When Tilda came down with the vacuum cleaner and I could get back to my flat again without being under her feet, I made the mistake of checking my emails before settling down to write, and there was the next lot of edits from my publisher!

Senga had warned me that there would be more, but they’d only be minor changes, and to my relief she was quite right.

I’d entirely forgotten the thread of my new book by the time I’d sorted those out, so when Bel rang and said she was in Haworth and was I too busy for a visitor, I told her to come straight round.

She was even more welcome when I discovered she’d brought fresh cream cakes and good news: she’d been out delivering some of her ceramic pieces to a small craft gallery in Oxenhope and stumbled across the workshop of an upcycler.

‘Upcycler?’ I had a mental image of someone riding a unicycle across a high wire.

‘Yes, you know – they take bits of old bric-a-brac and furniture and make them into something else, so they have a new lease of life.’

‘Oh, right, I know what you mean now.’

‘I only went in out of curiosity, because I’m not that keen on coffee tables made out of old wooden pallets and bits of car engine, but his stuff was a lot nicer than that – and the great thing is that he makes tiered cake stands out of old plates, too.’

‘Are they nice?’ I asked, interested.

‘Lovely. I bought one for Mum, but I left it in the car because I have shopping to get. I’ve got lots of pics on my phone, though,’ she added, showing me.

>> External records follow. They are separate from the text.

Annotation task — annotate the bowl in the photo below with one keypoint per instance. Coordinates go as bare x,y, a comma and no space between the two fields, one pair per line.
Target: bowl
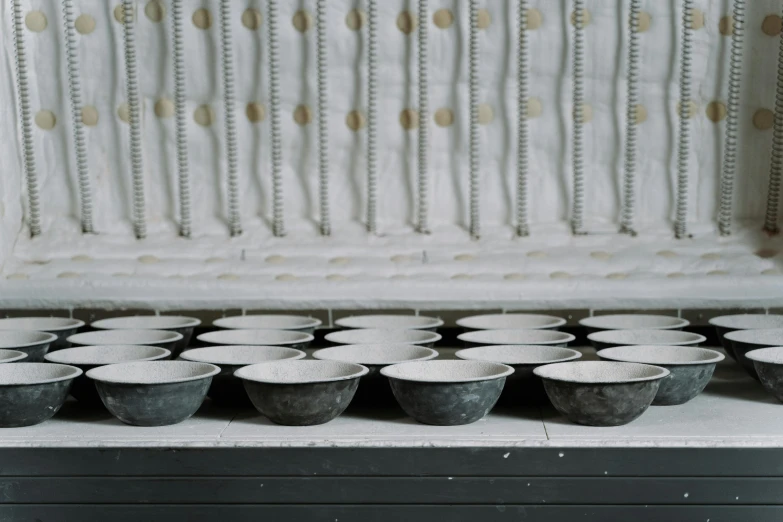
301,393
384,336
447,393
521,386
288,338
611,338
88,357
690,369
743,341
172,323
34,344
601,393
298,323
9,356
33,392
160,338
60,326
768,363
153,393
515,337
511,322
226,388
633,322
731,323
390,322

‘I had a long chat with Thom – that’s his name, Thom Carey – and he can make the stands to order, in any quantity, if you supply the plates.’

‘They’d be perfect in willow-pattern china and, goodness knows, I’m drowning in the stuff now Nile’s put the word out that I want it.’

‘How many stands do you think you’d need?’ Bel asked, practically.

‘At least twenty – I’ll have to sit down and work it out. Ideally I’d like four-tier stands for the Classic Yorkshire and the Fat Rascal High Teas and three-tiered ones for the Light Afternoon.’

‘I think I’m feeling hungry again,’ she said, gazing regretfully at the empty cream cake box. We seemed to have scoffed two cakes each.

‘I’ve got a large egg custard tart, if you’d like a slice?’ I offered. ‘Nell gave me the recipe, so I tried it out.’

‘Oh, yes, I haven’t had custard tart for ages!’ she said, and while we were expanding our figures even more, I gave her all the details of my interview with George Godet. I’d entirely given up trying to keep any secrets from the Giddingses.

I called Bel’s upcycler to discuss what I needed and the upshot was that I would take lots of plates to his workshop on Sunday morning, so he could start on the order.

I sorted them out and then packed them into my boot, for Nile had decreed (in a series of texts – he hadn’t graced me with his physical presence all day) that I should leave my Beetle at Oldstone Farm on Saturday morning and then he would pick me up and drive me to Upvale in his car.

I was now feeling rather nervous about meeting Emily Rhymer – if she was there; I hadn’t tried ringing first to check. I’d just wing it, and see.